Duke’s first shoot was a repeat of the performance Isabel had marvelled at earlier in the day, with the Hawaiian gliding along the face of the wave in perfect balance until it began to break ahead of him, at which point he dropped into a headstand to ride through the white water. This time, however, the tide being higher now, the wave started to re-form close to shore and he was back on his feet again, elegantly turning a full revolution on the deck of the board as it sped along the wave, pausing midway to ride backwards for a few moments, before completing the circle and stepping off into the shallows to tremendous applause. Duke bowed to his audience and paddled back out.
The second wave was not as cooperative and he fell part way along it, but he could do no wrong now, and his every move, including the spill, was applauded. Duke was having fun and the ‘few’ shoots to open the show soon turned into six or seven, but no-one was complaining, not even Freddie Williams, waiting anxiously on the beach to make his surfboarding debut. Finally Duke dismounted from his board at the end of a ride and waved to Freddie to join him. Williams was in the water in an instant, and after some elementary instructions on paddling technique, he began flapping seaward, Duke swimming alongside.
‘Okay, Fred,’ said Duke, ‘pull her up about here, and turn back to face the beach. Attaboy! You’re a natural. Now I’m going to help you get started by pushing from behind, but I want you to paddle hard, and when you feel the board sliding down the wave, push your weight back towards the tail, then use your arms to lift you to your feet. Here comes a wave. Let’s go!’
Duke pushed, Freddie flapped, and away he went down the face of the wave.
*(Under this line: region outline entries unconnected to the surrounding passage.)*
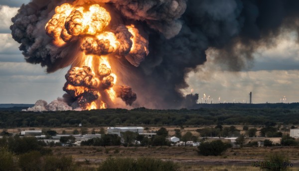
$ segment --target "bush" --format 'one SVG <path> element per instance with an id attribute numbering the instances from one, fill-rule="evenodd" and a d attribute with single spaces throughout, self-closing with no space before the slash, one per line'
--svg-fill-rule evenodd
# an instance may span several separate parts
<path id="1" fill-rule="evenodd" d="M 21 155 L 19 156 L 18 165 L 22 171 L 41 171 L 41 155 L 37 151 Z"/>
<path id="2" fill-rule="evenodd" d="M 270 140 L 264 140 L 264 146 L 265 147 L 271 147 L 273 145 L 273 142 Z"/>
<path id="3" fill-rule="evenodd" d="M 0 148 L 0 171 L 15 171 L 13 156 L 6 148 Z"/>
<path id="4" fill-rule="evenodd" d="M 275 154 L 266 159 L 263 163 L 259 164 L 261 170 L 263 171 L 290 171 L 287 166 L 291 164 L 289 159 L 285 156 Z M 292 165 L 293 166 L 293 165 Z M 290 167 L 290 165 L 289 166 Z"/>
<path id="5" fill-rule="evenodd" d="M 282 146 L 297 146 L 298 143 L 295 141 L 295 139 L 290 137 L 288 135 L 284 136 L 281 139 L 281 144 Z"/>
<path id="6" fill-rule="evenodd" d="M 99 171 L 179 171 L 179 167 L 171 161 L 162 161 L 159 159 L 141 158 L 137 160 L 132 158 L 109 158 L 103 162 Z"/>
<path id="7" fill-rule="evenodd" d="M 198 154 L 204 156 L 219 156 L 225 151 L 228 146 L 221 140 L 213 141 L 211 142 L 204 142 L 198 146 Z"/>

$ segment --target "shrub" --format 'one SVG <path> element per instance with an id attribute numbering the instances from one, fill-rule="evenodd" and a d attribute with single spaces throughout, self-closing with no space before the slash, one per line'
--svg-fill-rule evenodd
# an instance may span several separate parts
<path id="1" fill-rule="evenodd" d="M 288 165 L 293 166 L 288 158 L 280 154 L 275 154 L 259 163 L 258 166 L 263 171 L 290 171 Z"/>
<path id="2" fill-rule="evenodd" d="M 132 158 L 108 158 L 103 162 L 99 171 L 175 171 L 179 167 L 171 161 L 162 161 L 159 159 L 141 158 L 137 160 Z"/>
<path id="3" fill-rule="evenodd" d="M 264 140 L 264 146 L 265 147 L 271 147 L 273 145 L 273 142 L 270 140 Z"/>
<path id="4" fill-rule="evenodd" d="M 204 156 L 219 156 L 225 151 L 228 146 L 221 140 L 216 140 L 211 142 L 206 142 L 201 143 L 198 146 L 198 154 Z"/>
<path id="5" fill-rule="evenodd" d="M 13 156 L 6 148 L 0 148 L 0 171 L 15 171 Z"/>

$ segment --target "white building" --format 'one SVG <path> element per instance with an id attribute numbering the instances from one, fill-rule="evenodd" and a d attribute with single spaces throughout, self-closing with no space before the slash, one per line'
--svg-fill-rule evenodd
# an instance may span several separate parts
<path id="1" fill-rule="evenodd" d="M 143 127 L 109 127 L 107 128 L 107 134 L 117 134 L 121 136 L 121 132 L 131 131 L 139 134 L 143 133 Z"/>
<path id="2" fill-rule="evenodd" d="M 299 128 L 290 130 L 290 137 L 295 138 L 299 138 Z"/>
<path id="3" fill-rule="evenodd" d="M 179 139 L 177 137 L 169 137 L 168 138 L 168 140 L 169 141 L 171 141 L 171 142 L 176 143 L 176 142 L 178 142 L 179 141 Z"/>
<path id="4" fill-rule="evenodd" d="M 38 136 L 41 135 L 41 131 L 21 131 L 21 135 L 23 136 Z"/>

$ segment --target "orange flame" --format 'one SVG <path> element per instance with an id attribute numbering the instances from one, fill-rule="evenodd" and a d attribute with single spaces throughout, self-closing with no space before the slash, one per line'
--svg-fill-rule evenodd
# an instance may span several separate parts
<path id="1" fill-rule="evenodd" d="M 100 55 L 118 51 L 121 44 L 116 35 L 112 32 L 104 31 L 111 20 L 109 13 L 98 4 L 87 7 L 65 3 L 57 6 L 55 11 L 55 14 L 45 26 L 47 34 L 53 38 L 53 43 L 58 46 L 64 46 L 73 39 L 76 40 L 75 37 L 78 40 L 84 40 L 85 41 L 81 41 L 83 55 L 81 64 L 89 67 L 83 67 L 78 73 L 73 73 L 71 75 L 77 77 L 78 79 L 74 80 L 88 84 L 82 85 L 79 83 L 73 85 L 70 83 L 66 84 L 64 89 L 71 92 L 74 98 L 83 99 L 83 102 L 80 103 L 85 103 L 83 105 L 82 109 L 106 108 L 107 104 L 102 98 L 105 98 L 104 96 L 108 96 L 110 101 L 114 103 L 117 96 L 113 86 L 117 83 L 117 77 L 112 73 L 112 68 L 108 56 L 86 55 L 84 53 Z M 144 38 L 140 36 L 134 25 L 127 27 L 133 35 L 131 39 L 133 43 L 130 52 L 134 53 L 135 51 L 138 51 L 138 48 L 140 47 L 136 43 L 137 40 L 146 41 L 143 39 Z M 146 47 L 144 48 L 147 54 L 148 50 Z M 90 52 L 90 51 L 88 51 L 87 49 L 98 53 Z M 77 64 L 74 65 L 81 67 Z M 80 69 L 76 68 L 78 68 Z M 83 78 L 81 77 L 84 78 L 84 80 L 82 81 Z M 93 92 L 97 92 L 94 93 L 95 96 L 98 95 L 94 98 L 96 100 L 92 102 L 88 101 L 87 99 L 82 97 L 85 92 L 91 90 Z M 100 92 L 104 92 L 106 95 L 101 96 Z M 99 98 L 97 99 L 98 97 Z"/>

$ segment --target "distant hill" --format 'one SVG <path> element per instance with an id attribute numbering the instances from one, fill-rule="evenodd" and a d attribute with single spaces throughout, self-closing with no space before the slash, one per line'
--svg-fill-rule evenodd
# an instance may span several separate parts
<path id="1" fill-rule="evenodd" d="M 13 108 L 14 107 L 25 107 L 30 108 L 34 106 L 33 104 L 0 104 L 0 108 Z"/>

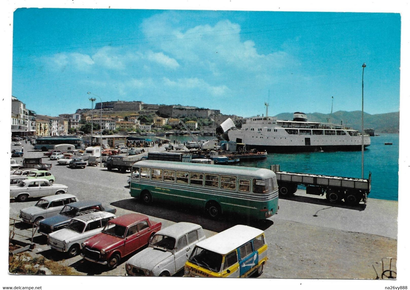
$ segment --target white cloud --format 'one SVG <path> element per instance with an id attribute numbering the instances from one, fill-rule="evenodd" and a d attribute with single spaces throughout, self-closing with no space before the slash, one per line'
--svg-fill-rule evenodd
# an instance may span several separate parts
<path id="1" fill-rule="evenodd" d="M 165 55 L 162 52 L 153 52 L 148 51 L 146 53 L 147 58 L 152 61 L 171 68 L 176 68 L 180 65 L 175 59 Z"/>

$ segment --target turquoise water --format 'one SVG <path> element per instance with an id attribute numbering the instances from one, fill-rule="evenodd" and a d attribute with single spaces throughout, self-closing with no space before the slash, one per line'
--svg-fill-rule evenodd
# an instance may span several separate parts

A waterman all his life, he was quickly to his feet and, mimicking Duke, he folded his arms across his chest and tried to look casual. Duke could hear the applause from out behind the break. Mr Megaphone was shooting a wave! The crowd loved it. And as swiftly as he got to his feet, Freddie was off them, overbalancing and belly-flopping into the churning wave, the board continuing to shore without him.